Europa haut den Schüssel in die Pfanne

Stundenlang blockierte Österreichs Kanzler Schüssel beim EU-Gipfel eine Einigung bei der Steuerharmonisierung. Dann musste er doch nachgeben. Ohne eine Aufhebung der Sanktionen

BRÜSSEL taz ■ Stundenlang rangen die 14 Staatschefs der EU mit den Vertretern Österreichs, schließlich musste sogar das Gipfeltreffen im portugiesischen Feira verlängert werden, doch dann war es geschafft. Bundeskanzler Wolfgang Schüssel lenkte beim Streit um die Zinsbesteuerung ein. Der Kompromissvorschlag einer Meldepflicht für Zinsen ausländischer Anleger, dem am Montag bereits Luxemburg und Großbritannien zugestimmt hatten, war gerettet.

Mit dem Hinweis auf das Bankgeheimnis des Landes hatte zuvor Österreichs Finanzminister Karl-Heinz Grasser die Einigung blockiert. Daraufhin hatte der deutsche Finanzminister Hans Eichel Österreich vorgeworfen, „nicht gemeinschaftsfähig“ zu sein. Beobachter vermuteten, Österreich wolle seine Zustimmung zu dem Steuerkompromiss gegen eine Garantie eintauschen, dass die Sanktionen gegen das Land noch vor Ablauf der portugiesischen Präsidentschaft Ende des Monats gelockert würden. Die 14 anderen Staats- und Regierungschefs hatten Österreich Anfang des Jahres wegen der Regierungsbeteiligung der rechtspopulistischen FPÖ mit einem Bann belegt.

Auf die Frage, ob ein Zusammenhang zwischen Österreichs Zustimmung zum Steuerkompromiss und einer neuen Haltung zu den Sanktionen bestehe, sagte der portugiesische Ratspräsident Guterres: „Absolut nicht. Solche Tauschgeschäfte gibt es in Europa nicht.

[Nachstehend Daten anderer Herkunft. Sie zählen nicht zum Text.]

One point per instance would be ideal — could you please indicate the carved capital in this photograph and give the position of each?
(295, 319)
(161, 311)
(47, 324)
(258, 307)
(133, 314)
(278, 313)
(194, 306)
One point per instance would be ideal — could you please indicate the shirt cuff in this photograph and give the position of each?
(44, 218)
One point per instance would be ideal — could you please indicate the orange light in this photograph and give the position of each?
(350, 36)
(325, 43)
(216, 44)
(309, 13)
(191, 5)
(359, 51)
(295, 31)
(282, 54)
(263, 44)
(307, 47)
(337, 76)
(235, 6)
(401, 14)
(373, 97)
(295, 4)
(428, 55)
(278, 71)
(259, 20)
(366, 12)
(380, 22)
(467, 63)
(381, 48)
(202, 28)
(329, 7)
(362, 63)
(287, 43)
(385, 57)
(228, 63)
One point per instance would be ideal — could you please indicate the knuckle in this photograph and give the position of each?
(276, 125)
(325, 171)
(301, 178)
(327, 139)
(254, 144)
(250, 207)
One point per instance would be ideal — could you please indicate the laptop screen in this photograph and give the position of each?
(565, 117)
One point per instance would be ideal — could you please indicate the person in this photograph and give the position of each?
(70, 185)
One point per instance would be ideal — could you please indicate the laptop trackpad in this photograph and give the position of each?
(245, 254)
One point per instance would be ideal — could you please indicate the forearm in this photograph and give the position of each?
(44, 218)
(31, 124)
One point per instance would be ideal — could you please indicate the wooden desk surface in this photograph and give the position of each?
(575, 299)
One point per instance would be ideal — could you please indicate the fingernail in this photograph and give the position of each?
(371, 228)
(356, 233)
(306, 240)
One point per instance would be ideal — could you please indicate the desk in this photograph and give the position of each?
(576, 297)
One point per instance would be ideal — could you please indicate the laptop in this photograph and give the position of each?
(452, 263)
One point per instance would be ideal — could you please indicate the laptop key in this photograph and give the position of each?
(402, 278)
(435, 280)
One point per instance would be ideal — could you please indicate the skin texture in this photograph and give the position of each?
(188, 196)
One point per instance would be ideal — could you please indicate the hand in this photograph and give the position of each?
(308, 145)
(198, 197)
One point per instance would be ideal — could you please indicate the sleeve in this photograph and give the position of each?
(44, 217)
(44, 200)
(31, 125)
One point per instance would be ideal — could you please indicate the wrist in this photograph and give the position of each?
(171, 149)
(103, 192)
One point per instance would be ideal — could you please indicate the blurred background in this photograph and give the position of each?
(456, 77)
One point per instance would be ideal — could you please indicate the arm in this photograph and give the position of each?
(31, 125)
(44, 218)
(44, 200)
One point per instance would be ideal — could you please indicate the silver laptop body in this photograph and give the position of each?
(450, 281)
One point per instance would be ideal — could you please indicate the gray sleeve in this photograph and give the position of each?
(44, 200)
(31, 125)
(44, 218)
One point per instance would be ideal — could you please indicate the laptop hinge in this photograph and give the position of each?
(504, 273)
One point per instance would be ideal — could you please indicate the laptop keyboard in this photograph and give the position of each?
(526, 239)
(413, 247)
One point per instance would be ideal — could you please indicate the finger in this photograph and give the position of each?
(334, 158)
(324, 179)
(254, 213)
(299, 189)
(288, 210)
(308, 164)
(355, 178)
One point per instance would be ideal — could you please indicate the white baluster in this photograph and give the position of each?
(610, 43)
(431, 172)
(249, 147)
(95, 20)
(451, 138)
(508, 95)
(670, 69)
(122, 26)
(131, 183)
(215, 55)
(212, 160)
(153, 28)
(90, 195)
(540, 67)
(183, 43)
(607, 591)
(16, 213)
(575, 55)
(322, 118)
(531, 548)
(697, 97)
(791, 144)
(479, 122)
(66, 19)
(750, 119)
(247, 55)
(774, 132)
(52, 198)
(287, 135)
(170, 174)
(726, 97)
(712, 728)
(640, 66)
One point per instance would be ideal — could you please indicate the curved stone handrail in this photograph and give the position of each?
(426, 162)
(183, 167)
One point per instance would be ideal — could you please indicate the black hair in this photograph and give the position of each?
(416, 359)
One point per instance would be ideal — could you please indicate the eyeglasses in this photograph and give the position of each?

Österreich sind bei den Sanktionen keine Zugeständnisse gemacht worden.“ Er werde aber noch vor Ende seiner Präsidentschaft versuchen, im Einvernehmen mit den 13 anderen Regierungschefs einen Weg aus der Sackgasse zu finden. Auch Bundeskanzler Gerhard Schröder wies Vermutungen zurück, es habe Zugeständnisse an Österreich über ein Ende der Sanktionen gegeben. „Es hat keine parallelen Diskussionen gegeben, es wurden nur Sachdiskussionen geführt.“

Die Einigung bei der Zinsbesteuerung ist das einzige konkrete Ergebnis der Ratspräsidentschaft Portugals. Zu allen anderen Themen konnte sie nur Vorarbeit leisten. So einigte man sich darauf, die Tagesordnung für die Regierungskonferenz um den Punkt „verstärkte Zusammenarbeit“ zu erweitern. Ein weiterer Beschluss betraf die Erweiterung der Krisenreaktionskräfte. Ab 2003 will die EU in der Lage sein, innerhalb eines Monats 5.000 Polizisten zu entsenden. Nach dem Tod von 58 Flüchtlingen in Dover kündigte Frankreich eine gemeinsame Initiative zum Kampf gegen Schleuserbanden an.